The proper craft of perpetual calendars required watchmakers with access to such components, and who also possessed similarly outstanding skill, and few outside of the Vallée de Joux initially proved up to the task. Believed to have been developed around 1800 or so, perpetual calendars are, at their heart, reflective of the timekeepers mankind relied upon for centuries — graduating from early, rudimentary designs to some of the most complicated in horology today.
Perpetual calendars, for the uninitiated, are the ultimate “set it and forget it” pieces. They generally indicate the date, day of the week, month, and (leap) year in near perpetuity, automatically adjusting to compensate for variations in the number of days in each month and, when necessary, the occurrence of leap years. It’s no surprise that technically, perpetual-calendar movements are some of the most difficult to craft in all of horology.
But technically, they aren’t perpetual. Generally, such watches will eventually require correction on 28 February 2100. This is because, to make up for the slightest of discrepancies between mankind and Mother Nature’s respective calendars, one leap year is subtracted every 100 years — except for centuries that are divisible by 400.

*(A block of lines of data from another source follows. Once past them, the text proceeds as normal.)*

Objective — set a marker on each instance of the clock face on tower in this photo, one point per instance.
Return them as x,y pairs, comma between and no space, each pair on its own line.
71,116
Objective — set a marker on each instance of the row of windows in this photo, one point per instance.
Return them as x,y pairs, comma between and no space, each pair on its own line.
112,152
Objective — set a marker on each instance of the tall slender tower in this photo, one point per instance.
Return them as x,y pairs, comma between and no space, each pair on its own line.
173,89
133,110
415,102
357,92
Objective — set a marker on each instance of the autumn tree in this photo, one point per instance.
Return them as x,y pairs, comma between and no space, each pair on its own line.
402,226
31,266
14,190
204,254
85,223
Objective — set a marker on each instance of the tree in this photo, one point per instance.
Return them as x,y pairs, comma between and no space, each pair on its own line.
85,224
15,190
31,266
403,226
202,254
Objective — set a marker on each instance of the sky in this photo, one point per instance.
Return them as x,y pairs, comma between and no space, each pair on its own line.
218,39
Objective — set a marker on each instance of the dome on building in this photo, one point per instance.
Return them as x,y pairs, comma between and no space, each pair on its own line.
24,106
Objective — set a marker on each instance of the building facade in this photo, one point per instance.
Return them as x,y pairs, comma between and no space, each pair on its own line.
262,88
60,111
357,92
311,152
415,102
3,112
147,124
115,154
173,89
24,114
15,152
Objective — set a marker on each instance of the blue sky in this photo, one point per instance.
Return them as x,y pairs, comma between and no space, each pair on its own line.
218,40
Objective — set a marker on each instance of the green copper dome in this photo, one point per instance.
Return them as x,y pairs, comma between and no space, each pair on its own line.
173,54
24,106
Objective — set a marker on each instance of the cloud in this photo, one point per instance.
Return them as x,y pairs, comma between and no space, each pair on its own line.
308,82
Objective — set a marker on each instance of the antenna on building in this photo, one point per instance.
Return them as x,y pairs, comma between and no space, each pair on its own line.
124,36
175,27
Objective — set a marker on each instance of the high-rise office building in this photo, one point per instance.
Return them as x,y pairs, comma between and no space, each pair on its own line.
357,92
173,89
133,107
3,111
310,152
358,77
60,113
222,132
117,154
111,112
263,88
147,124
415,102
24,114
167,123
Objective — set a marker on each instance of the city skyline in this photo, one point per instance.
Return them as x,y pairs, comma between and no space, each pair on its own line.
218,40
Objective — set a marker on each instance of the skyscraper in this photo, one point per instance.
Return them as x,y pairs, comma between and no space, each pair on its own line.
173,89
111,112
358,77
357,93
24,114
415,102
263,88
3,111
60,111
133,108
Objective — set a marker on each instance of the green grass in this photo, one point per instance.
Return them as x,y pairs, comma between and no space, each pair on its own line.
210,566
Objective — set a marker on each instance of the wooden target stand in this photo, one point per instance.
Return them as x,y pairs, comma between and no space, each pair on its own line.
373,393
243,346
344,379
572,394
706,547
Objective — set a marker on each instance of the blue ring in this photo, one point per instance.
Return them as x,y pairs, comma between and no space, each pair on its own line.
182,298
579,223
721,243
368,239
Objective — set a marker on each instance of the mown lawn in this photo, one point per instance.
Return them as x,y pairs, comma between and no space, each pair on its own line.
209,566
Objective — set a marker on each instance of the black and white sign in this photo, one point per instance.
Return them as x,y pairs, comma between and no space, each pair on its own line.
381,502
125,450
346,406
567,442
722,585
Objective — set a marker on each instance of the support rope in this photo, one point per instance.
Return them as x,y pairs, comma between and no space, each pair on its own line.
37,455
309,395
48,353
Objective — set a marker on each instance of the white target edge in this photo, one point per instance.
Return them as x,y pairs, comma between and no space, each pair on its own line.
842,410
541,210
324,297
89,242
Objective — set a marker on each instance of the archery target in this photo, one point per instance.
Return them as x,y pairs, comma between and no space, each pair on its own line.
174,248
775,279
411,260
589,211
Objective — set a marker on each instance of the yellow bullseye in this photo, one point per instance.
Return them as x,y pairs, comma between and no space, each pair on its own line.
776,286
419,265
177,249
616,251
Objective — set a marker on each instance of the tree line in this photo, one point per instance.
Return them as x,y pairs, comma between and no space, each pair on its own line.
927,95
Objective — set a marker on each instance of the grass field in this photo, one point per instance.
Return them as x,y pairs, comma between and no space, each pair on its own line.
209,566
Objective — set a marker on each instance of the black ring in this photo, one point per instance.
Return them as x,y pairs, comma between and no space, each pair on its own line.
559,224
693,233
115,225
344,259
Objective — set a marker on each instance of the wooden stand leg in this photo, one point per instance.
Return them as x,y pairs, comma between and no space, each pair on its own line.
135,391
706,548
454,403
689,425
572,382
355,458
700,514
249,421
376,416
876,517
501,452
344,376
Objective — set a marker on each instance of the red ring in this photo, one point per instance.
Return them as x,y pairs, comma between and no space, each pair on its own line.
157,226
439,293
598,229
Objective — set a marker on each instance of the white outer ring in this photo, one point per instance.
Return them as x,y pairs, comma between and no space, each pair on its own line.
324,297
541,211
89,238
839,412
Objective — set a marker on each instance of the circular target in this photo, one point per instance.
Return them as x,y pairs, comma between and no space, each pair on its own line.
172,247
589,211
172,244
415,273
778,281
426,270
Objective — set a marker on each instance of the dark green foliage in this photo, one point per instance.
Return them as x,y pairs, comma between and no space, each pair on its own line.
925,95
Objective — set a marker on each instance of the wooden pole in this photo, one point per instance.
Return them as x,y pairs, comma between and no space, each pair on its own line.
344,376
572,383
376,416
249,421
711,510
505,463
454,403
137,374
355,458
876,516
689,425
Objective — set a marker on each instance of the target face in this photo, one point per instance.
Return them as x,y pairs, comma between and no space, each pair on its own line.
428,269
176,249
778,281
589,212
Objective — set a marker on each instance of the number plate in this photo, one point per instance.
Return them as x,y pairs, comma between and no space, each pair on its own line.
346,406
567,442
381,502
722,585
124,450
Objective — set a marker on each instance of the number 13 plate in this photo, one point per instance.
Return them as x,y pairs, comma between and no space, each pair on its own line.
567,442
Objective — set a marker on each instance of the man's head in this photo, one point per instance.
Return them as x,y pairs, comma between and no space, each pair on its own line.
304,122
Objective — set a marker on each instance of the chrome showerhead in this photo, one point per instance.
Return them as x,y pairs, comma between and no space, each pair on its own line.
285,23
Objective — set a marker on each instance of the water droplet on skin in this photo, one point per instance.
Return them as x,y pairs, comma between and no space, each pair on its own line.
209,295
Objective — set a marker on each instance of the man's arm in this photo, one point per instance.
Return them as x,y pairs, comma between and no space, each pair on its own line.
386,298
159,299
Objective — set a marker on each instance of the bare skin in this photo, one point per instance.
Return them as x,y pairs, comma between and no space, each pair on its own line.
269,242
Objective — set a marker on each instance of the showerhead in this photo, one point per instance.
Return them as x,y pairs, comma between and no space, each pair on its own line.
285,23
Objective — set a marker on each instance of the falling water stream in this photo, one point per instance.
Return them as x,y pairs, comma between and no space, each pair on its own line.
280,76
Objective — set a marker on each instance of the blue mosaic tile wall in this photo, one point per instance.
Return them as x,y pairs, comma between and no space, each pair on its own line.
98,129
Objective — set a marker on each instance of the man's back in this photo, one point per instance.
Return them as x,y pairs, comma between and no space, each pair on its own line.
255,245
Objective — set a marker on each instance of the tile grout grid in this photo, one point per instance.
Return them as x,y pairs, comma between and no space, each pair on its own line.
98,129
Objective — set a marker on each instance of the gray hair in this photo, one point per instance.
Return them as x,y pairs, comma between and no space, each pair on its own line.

The complexity of this scale-balancing exception only magnifies the complexity of the complication itself and the fervor it generates in collectors today. As mentioned, however, for Audemars Piguet, perpetual-calendar watches have become more than simply opportunities to showcase mechanical excellence, but something of legacy pieces.
In the mid-19th century, long before Jules-Louis founded the family brand, his great-uncle Louis-Benjamin Audemars produced a string of iconic watches, including a dual-perpetual-calendar pocket watch that displayed both the Julian and Gregorian calendars.
And his great-nephew followed suit. Jules-Louis, who continuously upgraded his pink-gold pocket watch from his school days with rare complications, outfitted the piece to eventually include the requisite perpetual calendar. What’s more, he completed that watch before co-founding the Le Brassus manufacture in 1875.
By the early 20th century, Audemars Piguet had started to cultivate a singularly refined aesthetic in their perpetual-calendar pocket watches, highlighted by an exquisite platinum and yellow-gold Art Deco edition in 1921. Manufactures would eventually transition the complication to collectors’ wrists, but cramming the intricate mechanism into those first wristwatches came at the sacrifice of a key component: a leap-year indication. That is, however, until Audemars Piguet addressed the issue, in 1955, with a series of nine two-tone watches that were the first to execute such an indication.
Flash forward to the 1970s, the heart of the Quartz Crisis, when many manufactures were facing sink-or-swim realities. Succumb to a crippled market, or respond with inventive and reverberating mechanical pieces to buoy the brand. One of Audemars Piguet’s most resounding responses to the challenge was a self-winding perpetual calendar, the world’s thinnest, introduced in 1978.
Development of the 3.95mm-thick watch was conducted in secret, and led by master watchmaker Michel Rochat. Its unveiling was met with great renown, and further distinguished Audemars Piguet’s exceptional vision with regard to the complication.